“Para creer en el Padre, hay que ser ateo”
¿Recuerdas el mensaje de hace dos semanas? En el que les contaba que nuestro amigo Jesús siempre andaba con nosotros, está es otra historia que nos relaciona con él.
Un día en el colegio, estábamos con el subdirector de la Institución, don Alexis; el era comunista y ateo, mientras nos entregaba las notas parciales, Jesús habló de Dios. Don Alexis insistió sobre su ateísmo.
Jesús le dijo: -”Para creer en el Padre, hay que ser ateo”.
Todos quedamos en silencio y Jesús prosiguió: .”Hay que ser ateo, pues solo después de que te sacudes de los falsos dioses de la religión, solo ahí estarás preparados para creer en el Padre”.
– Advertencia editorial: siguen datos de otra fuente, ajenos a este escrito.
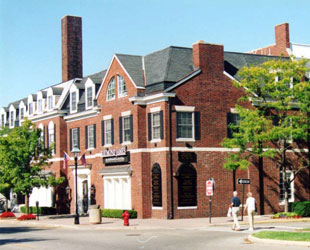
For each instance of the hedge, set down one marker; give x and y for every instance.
(42, 210)
(117, 213)
(301, 207)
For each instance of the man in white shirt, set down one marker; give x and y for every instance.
(250, 207)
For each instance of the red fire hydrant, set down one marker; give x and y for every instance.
(126, 216)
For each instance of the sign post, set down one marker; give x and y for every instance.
(243, 182)
(209, 192)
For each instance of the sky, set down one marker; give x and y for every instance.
(30, 32)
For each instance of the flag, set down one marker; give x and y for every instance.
(66, 159)
(83, 160)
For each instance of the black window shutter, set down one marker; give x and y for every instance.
(95, 135)
(86, 137)
(149, 125)
(229, 121)
(197, 125)
(161, 116)
(121, 130)
(47, 138)
(54, 138)
(112, 131)
(78, 137)
(44, 137)
(102, 133)
(131, 128)
(70, 134)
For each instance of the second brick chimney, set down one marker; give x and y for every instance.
(209, 58)
(71, 30)
(282, 35)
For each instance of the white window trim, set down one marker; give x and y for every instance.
(89, 84)
(76, 101)
(105, 137)
(185, 108)
(107, 94)
(292, 189)
(193, 130)
(118, 87)
(157, 139)
(126, 113)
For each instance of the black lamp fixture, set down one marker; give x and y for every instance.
(76, 152)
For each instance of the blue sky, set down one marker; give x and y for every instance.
(30, 32)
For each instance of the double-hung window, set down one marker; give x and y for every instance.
(188, 123)
(90, 136)
(122, 91)
(289, 177)
(50, 102)
(108, 132)
(89, 94)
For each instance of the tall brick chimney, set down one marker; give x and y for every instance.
(71, 31)
(208, 57)
(282, 35)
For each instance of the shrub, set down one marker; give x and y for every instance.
(117, 213)
(302, 208)
(285, 215)
(27, 217)
(7, 215)
(42, 210)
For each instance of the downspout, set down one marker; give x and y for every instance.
(171, 215)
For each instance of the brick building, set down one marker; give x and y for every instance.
(151, 128)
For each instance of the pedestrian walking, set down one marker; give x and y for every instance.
(250, 208)
(235, 204)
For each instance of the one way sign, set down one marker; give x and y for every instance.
(243, 181)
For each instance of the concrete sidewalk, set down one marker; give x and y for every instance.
(67, 221)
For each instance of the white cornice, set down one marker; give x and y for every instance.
(144, 100)
(82, 115)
“No tengas ningún otro dios aparte de mí.”
Habla de dioses ajenos, cuando esto pasa nos volvemos ateos, el ser humano siempre tiene la necesidad de tener algo o alguien a quien adorar, pero muchas veces ponemos la mirada en otros dioses ajenos al Padre e inmediatamente nos olvidamos del Señor.
Recuerdo una historia que nos contaban de un pueblo que se hizo un becerro de oro porque necesitaban saber a quien adorar, se hicieron ateos, se olvidaron del Padre.
"Solo cuando nos sacudimos de los falsos dioses de la religión, solo ahí estamos preparados para creer en el Padre”.
Nosotros debemos sacudirnos esa idolatría y ese ateísmo, porque pusimos nuestra mirada en dioses que no hablan, no ven, no escuchan y no palpan y hasta que nosotros olvidemos esto y pongamos nuestra confianza en el Padre dejaremos de ser ateos.
—Felipe, ¿he estado con ustedes todo este tiempo, y todavía no sabes quién soy? ¡Los que me han visto a mí han visto al Padre! Entonces, ¿cómo me pides que les muestre al Padre? ¿Acaso no crees que yo estoy en el Padre y el Padre está en mí? Las palabras que yo digo no son mías, sino que mi Padre, quien vive en mí, hace su obra por medio de mí. Solo crean que yo estoy en el Padre y el Padre está en mí; o al menos crean por las obras que me han visto hacer.